The African Leadership Centre (ALC) continues to strengthen its global partnerships and demonstrate its commitment to sharing learning and expertise on global challenges. The result has seen an exchange of knowledge and human resources at both the student and researcher levels.
Representatives from the Somaliland government joined UN agencies, international organisations, local NGOs and students to discuss mine clearance at a conference co-hosted by the ALC and the HALO Trust.
During the event in Hargeisa, delegates learned about new technology and good practice in research partnerships and Dr Eka Ikpe and Dr Sarah Njeri of the ALC also shared early research findings around the economic significance of mine clearance. They outlined how it has enabled new infrastructure such as roads, ports and airports but has also brought complex challenges around land, trust and environmental issues.
The workshop was a valuable opportunity to validate and share their research findings for critical reflection and comment. The team also received positive feedback from attendees about their meaningful engagement with partner colleagues in Somaliland.
The ALC kicked off the first meeting as part of the BRI Leadership Education Network with a visit to Debre Berhan University in Ethiopia.

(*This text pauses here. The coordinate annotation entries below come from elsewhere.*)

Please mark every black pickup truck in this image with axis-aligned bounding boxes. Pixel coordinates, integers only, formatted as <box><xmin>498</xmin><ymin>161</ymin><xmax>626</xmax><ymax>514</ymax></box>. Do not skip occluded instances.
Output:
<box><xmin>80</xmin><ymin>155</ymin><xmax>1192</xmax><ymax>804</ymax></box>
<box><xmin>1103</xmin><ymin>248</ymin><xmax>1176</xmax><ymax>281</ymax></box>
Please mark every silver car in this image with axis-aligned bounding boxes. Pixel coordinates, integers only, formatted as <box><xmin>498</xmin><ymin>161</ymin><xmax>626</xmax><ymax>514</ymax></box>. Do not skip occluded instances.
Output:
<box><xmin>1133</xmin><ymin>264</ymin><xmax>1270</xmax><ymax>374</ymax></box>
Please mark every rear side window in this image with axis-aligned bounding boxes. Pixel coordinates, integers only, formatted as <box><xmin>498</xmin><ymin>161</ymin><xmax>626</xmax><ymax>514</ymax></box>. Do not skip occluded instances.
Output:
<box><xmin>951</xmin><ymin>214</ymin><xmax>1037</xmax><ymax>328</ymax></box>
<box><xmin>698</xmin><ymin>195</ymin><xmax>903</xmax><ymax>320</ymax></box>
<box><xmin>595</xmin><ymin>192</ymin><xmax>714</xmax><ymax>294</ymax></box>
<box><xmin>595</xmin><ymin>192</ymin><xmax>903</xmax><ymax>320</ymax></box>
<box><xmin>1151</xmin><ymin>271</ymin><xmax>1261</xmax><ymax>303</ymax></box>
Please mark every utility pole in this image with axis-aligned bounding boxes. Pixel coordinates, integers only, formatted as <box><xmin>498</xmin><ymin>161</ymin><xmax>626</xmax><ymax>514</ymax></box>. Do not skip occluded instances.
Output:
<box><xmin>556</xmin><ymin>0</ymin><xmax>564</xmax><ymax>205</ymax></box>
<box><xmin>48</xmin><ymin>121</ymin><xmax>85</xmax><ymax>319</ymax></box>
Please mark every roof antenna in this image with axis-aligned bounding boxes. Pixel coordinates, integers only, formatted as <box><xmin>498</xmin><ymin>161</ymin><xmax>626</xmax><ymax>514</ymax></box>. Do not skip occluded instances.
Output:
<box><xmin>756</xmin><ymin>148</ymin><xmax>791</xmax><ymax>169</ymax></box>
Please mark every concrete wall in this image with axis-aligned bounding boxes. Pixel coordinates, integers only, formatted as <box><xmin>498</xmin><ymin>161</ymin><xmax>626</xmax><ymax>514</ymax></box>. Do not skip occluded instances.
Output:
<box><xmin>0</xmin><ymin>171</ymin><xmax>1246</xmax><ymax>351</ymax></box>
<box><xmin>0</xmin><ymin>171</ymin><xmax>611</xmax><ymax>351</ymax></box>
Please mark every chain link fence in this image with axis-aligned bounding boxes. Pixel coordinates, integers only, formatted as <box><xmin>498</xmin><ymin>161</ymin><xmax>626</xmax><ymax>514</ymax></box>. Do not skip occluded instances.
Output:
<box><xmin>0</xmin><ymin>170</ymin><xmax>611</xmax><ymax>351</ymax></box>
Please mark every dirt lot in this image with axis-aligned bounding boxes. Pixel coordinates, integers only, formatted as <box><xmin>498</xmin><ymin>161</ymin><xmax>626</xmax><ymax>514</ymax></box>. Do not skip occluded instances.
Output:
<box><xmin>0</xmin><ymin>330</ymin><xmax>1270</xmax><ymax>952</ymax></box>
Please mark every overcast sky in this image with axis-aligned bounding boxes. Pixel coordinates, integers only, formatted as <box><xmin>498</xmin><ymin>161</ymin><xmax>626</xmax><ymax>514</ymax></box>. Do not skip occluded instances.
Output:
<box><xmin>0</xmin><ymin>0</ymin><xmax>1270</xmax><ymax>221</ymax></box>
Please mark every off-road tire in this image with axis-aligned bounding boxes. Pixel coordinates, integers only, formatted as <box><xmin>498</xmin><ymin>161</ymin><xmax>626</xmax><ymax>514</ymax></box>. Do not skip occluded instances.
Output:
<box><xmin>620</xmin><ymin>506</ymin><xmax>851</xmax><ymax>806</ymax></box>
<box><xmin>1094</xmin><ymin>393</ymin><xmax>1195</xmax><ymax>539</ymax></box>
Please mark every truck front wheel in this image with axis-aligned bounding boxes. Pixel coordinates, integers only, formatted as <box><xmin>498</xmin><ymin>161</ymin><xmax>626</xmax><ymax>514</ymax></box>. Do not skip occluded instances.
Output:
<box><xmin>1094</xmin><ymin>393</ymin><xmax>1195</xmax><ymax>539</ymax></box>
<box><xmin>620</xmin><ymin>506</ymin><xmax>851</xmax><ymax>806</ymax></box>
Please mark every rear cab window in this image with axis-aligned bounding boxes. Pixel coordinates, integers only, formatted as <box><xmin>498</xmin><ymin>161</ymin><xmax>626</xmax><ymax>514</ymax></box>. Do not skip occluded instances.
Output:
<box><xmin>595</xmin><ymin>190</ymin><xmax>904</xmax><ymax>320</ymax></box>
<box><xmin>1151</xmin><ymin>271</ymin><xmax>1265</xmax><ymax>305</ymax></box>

Dr Barney Walsh of the ALC joined Zekarias Beshah and Honelign Mekonnen, along with several other colleagues at Debre Berhan, to discuss facilities and student exchange opportunities.
The BRI Leadership Education Network, formally known as the 'Universities Network on Global Leadership, Peace and Development: Creating Educational and Societal Transformation', brings together the ALC and Peking University with eight African partner universities, with funding from the UK-China-Belt and Road Initiative (BRI) Countries Education Partnership Initiative.

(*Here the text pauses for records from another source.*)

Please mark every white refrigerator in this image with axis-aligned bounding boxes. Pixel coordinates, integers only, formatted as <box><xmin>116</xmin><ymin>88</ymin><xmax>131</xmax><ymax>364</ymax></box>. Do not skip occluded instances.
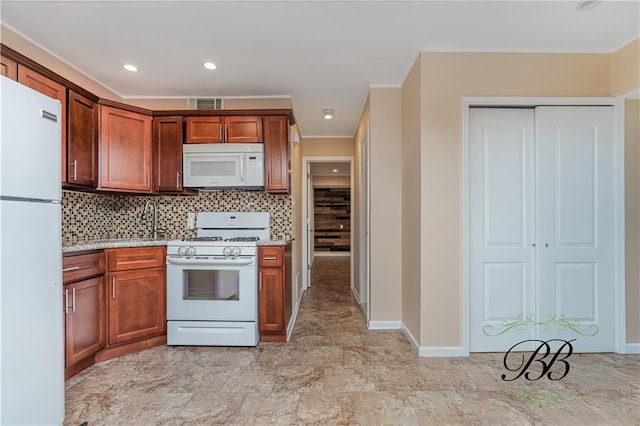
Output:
<box><xmin>0</xmin><ymin>76</ymin><xmax>64</xmax><ymax>425</ymax></box>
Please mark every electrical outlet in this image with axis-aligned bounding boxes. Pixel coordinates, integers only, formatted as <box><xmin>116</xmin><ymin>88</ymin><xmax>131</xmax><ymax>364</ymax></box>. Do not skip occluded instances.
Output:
<box><xmin>187</xmin><ymin>213</ymin><xmax>196</xmax><ymax>229</ymax></box>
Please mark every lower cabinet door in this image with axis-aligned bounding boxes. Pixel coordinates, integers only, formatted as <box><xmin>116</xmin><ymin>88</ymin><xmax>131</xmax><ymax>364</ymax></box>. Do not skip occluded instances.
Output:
<box><xmin>107</xmin><ymin>268</ymin><xmax>166</xmax><ymax>345</ymax></box>
<box><xmin>258</xmin><ymin>268</ymin><xmax>284</xmax><ymax>331</ymax></box>
<box><xmin>63</xmin><ymin>275</ymin><xmax>106</xmax><ymax>367</ymax></box>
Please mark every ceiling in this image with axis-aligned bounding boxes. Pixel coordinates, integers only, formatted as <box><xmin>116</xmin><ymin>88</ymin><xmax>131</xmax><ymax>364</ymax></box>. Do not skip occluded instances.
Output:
<box><xmin>0</xmin><ymin>0</ymin><xmax>640</xmax><ymax>137</ymax></box>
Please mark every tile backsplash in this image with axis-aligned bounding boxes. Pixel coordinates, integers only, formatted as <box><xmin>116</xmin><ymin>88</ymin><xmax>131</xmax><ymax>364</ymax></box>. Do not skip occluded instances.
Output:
<box><xmin>62</xmin><ymin>190</ymin><xmax>293</xmax><ymax>246</ymax></box>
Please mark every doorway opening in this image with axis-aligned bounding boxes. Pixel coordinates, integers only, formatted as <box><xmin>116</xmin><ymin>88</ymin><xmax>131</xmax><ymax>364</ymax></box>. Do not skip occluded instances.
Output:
<box><xmin>302</xmin><ymin>157</ymin><xmax>354</xmax><ymax>298</ymax></box>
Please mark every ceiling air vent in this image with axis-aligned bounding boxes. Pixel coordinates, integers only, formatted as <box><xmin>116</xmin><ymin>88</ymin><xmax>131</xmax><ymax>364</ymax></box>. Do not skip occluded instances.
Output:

The project seeks to utilise and adapt the ALC’s unique leadership training programmes and develop transferrable and scale-able master's-level global leadership modules via online and blended learning in collaboration with all partners.
The ALC met with partner organisation, the Institute of Development (IDS), University of Nairobi to review its joint educational and research initiative. Professor Funmi Olonisakin of the ALC joined executive members of the IDS to discuss past and future activities.

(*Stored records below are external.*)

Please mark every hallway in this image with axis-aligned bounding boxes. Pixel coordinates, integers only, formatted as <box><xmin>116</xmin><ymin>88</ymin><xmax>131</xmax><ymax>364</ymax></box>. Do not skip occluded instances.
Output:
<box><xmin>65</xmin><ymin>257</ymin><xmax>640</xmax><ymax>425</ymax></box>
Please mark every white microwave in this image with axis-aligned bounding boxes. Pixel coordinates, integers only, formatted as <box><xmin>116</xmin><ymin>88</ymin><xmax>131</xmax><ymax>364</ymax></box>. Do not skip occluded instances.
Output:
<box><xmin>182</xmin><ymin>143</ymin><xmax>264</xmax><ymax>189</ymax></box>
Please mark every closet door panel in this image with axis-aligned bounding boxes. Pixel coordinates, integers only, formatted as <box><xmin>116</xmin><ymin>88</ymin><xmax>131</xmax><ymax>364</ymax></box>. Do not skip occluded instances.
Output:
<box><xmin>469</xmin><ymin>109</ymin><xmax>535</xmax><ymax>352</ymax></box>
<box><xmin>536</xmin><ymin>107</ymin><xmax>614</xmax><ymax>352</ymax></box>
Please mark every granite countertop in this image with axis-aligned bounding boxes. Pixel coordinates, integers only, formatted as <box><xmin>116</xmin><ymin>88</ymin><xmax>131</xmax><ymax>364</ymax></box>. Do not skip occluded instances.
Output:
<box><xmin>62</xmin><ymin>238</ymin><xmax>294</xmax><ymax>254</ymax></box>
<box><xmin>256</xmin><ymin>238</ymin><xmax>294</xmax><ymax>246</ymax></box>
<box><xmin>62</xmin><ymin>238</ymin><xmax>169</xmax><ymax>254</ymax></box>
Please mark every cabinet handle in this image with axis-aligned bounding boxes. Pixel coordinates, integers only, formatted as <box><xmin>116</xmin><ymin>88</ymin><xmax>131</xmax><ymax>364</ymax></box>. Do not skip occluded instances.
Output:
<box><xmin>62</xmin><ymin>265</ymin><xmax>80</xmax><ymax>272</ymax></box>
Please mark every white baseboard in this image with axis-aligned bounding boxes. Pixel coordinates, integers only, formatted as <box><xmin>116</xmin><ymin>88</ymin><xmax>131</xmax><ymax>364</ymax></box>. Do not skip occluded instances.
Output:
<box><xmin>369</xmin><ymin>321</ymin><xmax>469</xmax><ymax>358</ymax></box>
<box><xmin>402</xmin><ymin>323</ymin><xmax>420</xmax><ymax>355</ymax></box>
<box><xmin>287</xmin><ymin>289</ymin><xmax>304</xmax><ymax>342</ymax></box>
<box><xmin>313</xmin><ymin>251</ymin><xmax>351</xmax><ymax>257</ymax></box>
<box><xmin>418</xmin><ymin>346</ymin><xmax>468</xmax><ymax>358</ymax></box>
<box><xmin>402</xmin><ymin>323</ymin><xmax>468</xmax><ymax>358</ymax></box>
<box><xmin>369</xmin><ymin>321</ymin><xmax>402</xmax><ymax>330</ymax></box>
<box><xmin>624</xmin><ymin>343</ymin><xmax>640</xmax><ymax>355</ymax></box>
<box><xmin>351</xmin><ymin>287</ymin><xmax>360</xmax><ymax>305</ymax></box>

The meeting was an opportunity to celebrate past achievements, such as the annual undergraduate summer programme, the joint-doctoral training programme and the newly established Erasmus-funded student and faculty exchange programme.
The meeting also outlined several future initiatives such as co-developing and delivering joint postgraduate degree programmes and a joint retreat (to further deliberate on developing a joint research agenda).
Meanwhile, 35 Early Career Researchers from Kenya, Uganda, Tanzania, Ethiopia and South Sudan came together for a workshop co-hosted by the ALC. The attendees received training and support to develop and enhance their capacity to prepare successful research grant proposals, write for international publications and deliver collaborative interdisciplinary work.
Professor Olonisakin delivered the ALC’s findings on knowledge production on peace and security in Africa, including a passionate narration of her own observations of the way peace and security in Africa has emerged and progressed, and are now being reproduced in the global north.
The 2-day workshop was part of the ALC's commitment to increase the uptake of peace and security-related journal articles by early career scholars, especially by women based in the Eastern African region.
The workshop, held at the Hekima Institute of Peace Studies and International Relations (HIPSIR), was funded by the British Academy Writing Workshop scheme.